尚美ミュージックカレッジ専門学校 管弦打楽器学科
管弦打楽器学科[2年制]
音楽総合アカデミー学科管弦打楽器コース[4年制]

2011年度全日本吹奏楽コンクール課題曲のすべて

SHOBI講師陣による課題曲講座

 

V.「薔薇戦争」より 戦場にて(山口哲人)

パート別ワンポイントアドバイス(トランペット編/講師・本間千也)

本間千也

曲全体にわたってトランペットのサウンド、金管セクションのサウンドがとても問われる楽曲です。いい音色・発音・ハーモニーで力強く重厚なサウンドを奏でたいですね。

1小節目のリズムは正確に揃えましょう。Maestosoですので軽くならないように気をつけてください。
3小節目は3拍めからdim.ですので、2分音符分は4度音程の積み重ねの透明感のある響きを美しい音色のフォルテで保って響かせてください。

4小節目はすべてアクセントが付いています。すべての音を均一に力強く演奏しましょう。しかしアタック任せの乱暴なアクセントにならないよう気をつけてください!

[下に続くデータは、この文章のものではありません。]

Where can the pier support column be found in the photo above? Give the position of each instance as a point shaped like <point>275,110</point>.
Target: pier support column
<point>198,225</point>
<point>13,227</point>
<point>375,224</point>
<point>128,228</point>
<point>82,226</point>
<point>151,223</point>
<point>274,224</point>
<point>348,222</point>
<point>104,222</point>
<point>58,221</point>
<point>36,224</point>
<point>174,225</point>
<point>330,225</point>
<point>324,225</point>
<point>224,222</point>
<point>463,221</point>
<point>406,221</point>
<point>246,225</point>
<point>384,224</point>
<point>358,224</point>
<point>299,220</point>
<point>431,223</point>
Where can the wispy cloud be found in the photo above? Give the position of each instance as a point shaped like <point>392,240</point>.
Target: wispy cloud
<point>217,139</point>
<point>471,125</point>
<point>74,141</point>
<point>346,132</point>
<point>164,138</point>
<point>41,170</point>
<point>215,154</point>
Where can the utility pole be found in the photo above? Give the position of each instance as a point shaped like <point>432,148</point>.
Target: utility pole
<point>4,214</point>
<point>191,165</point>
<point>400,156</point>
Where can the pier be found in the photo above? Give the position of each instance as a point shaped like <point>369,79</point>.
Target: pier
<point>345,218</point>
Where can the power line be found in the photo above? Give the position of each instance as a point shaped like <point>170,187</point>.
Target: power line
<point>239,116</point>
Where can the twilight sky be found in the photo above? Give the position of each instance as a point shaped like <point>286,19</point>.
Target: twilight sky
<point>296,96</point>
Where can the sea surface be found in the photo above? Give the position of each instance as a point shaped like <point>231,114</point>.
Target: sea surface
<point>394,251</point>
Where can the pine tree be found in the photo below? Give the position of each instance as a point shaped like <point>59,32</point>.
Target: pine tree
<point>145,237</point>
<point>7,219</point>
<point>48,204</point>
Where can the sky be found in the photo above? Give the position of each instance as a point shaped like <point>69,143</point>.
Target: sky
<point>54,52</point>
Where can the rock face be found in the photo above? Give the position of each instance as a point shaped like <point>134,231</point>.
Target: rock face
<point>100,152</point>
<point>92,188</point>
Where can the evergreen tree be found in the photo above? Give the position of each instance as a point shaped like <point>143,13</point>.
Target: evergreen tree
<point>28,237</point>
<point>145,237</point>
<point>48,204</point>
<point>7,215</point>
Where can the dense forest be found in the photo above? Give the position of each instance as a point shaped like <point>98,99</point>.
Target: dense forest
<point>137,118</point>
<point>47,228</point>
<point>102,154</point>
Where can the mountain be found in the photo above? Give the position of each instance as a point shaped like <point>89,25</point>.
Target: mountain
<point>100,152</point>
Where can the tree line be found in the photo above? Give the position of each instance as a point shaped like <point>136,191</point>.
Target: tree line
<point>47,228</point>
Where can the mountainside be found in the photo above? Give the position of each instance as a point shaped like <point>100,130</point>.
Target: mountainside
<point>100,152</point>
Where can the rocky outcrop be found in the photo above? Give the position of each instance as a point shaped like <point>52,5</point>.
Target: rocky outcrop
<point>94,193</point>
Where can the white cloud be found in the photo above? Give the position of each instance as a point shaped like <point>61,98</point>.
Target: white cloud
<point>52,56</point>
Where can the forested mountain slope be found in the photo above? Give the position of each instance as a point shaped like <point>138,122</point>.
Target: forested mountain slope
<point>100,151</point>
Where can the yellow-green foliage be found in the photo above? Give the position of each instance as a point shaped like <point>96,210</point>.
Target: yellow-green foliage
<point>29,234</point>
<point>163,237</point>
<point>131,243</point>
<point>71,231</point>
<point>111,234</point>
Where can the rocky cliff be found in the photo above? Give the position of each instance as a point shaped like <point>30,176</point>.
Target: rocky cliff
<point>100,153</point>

[A] の16分音符は、グロッケンやフルートで奏されてきた円運動を連想させる3連系のリズムと明確な対比を感じさせるよう、スクエアなリズムではっきりと演奏しましょう。
12小節目の8分音符はテヌートアクセントを大切にし、14小節目のリズムは正確なリズムで3つを均等に演奏してください。
24小節目は、音程とリズムを正確に合わせましょう。トロンボーンに少し大きめに吹いてもらって、トロンボーンに合わせるつもりで演奏したほうがよいと思います。

[D] からの長い伸ばしの中でのcresc.とdim.の際に、音程が乱れぬよう注意しましょう。音程が合わないから1パート削って1人で演奏するという技は使わないようにしてくださいね!

[F] 3小節目の2拍目は遅れやすいリズムです。タンギングもシングルではかなり厳しいので、「ta-kata」のタンギングを使うとよいでしょう。 51・52小節目の2番トランペットの音程は難しいですね。3番スライドを操作せずに1番スライドを抜くとよいでしょう。

[G] 以降、速いタンギングでの強奏のパッセージが続きます。決して乱暴なアタックやタンギングで吹き散らかさないように、くれぐれも注意してください!冷静さを保ち常に美しい音色と丁寧なアタックと音色で演奏するように心がけましょう。

[ I ] のパッセージは、シングルタンギングで均一に演奏しましょう。
速いパッセージをタンギング付きで演奏する際の注意ですが、発音の前にきちんとピストンが押されていないとちゃんと音になりません。ピストンの押し方や、押す速さをチェックしましょう。指使いが発音よりも一瞬先行しなくてはいけません。
ピアノとは違い、発音と同時に押すのでは間に合いませんから注意しましょうね!

80~82小節目、音程と音色が粗くなりがちな場面です。冷静さを保ち、いい音色・音程を心がけてください。2番トランペットを中心に合わせるようにアンサンブルしましょう。

[J] からはフォルテ3つですが、ユニゾンですので、一人ひとりの音量よりも、音程や音色のアンサンブル重視で金管セクションの重厚なサウンドを作ってください。

【本間千也プロフィール】
1970年新潟県佐和田町(現:佐渡市)生まれ。13歳でトランペットを始める。佐 和田中学校・新潟県立佐渡高等学校・東京コンセルヴァトアール尚美(現:尚美ミュージックカレッジ専門学校)卒業。尚美在学中、東京ジュニアフィルハーモ ニックオーケストラに入団。1995年、アジアユースオーケストラのツアーに参加。
1997年、シエナウインドオーケストラに入団。 2007年6月~2008年3月、神奈川フィルハーモニー管弦楽団特別契約団員。2009年1月、東京佼成ウインドオーケストラ入団。
他 には、 VIVID BRASS TOKYO(ブリティッシュスタイル金管バンド)、THE BRASS(金管8重奏)などの室内楽、ミュージカル、オーケストラ客演、ソロ活動、スタジオ録音などの多彩な演奏活動を行っている。尚美ミュージックカ レッジ専門学校 非常勤講師。神奈川大学吹奏楽部、青山学院大学学友会吹奏楽バトントワリング部トランペットトレーナー。
トランペットを杉木峯夫(東京芸術大学教授)、津堅直弘(元NHK交響楽団首席Tp奏者)、Edmund Cord(インディアナ大教授、元イスラエルフィル首席Tp奏者)の各氏に師事。室内楽を、稲川榮一(Tuba奏者)、佐野日出男(Tuba奏者)の各氏に師事。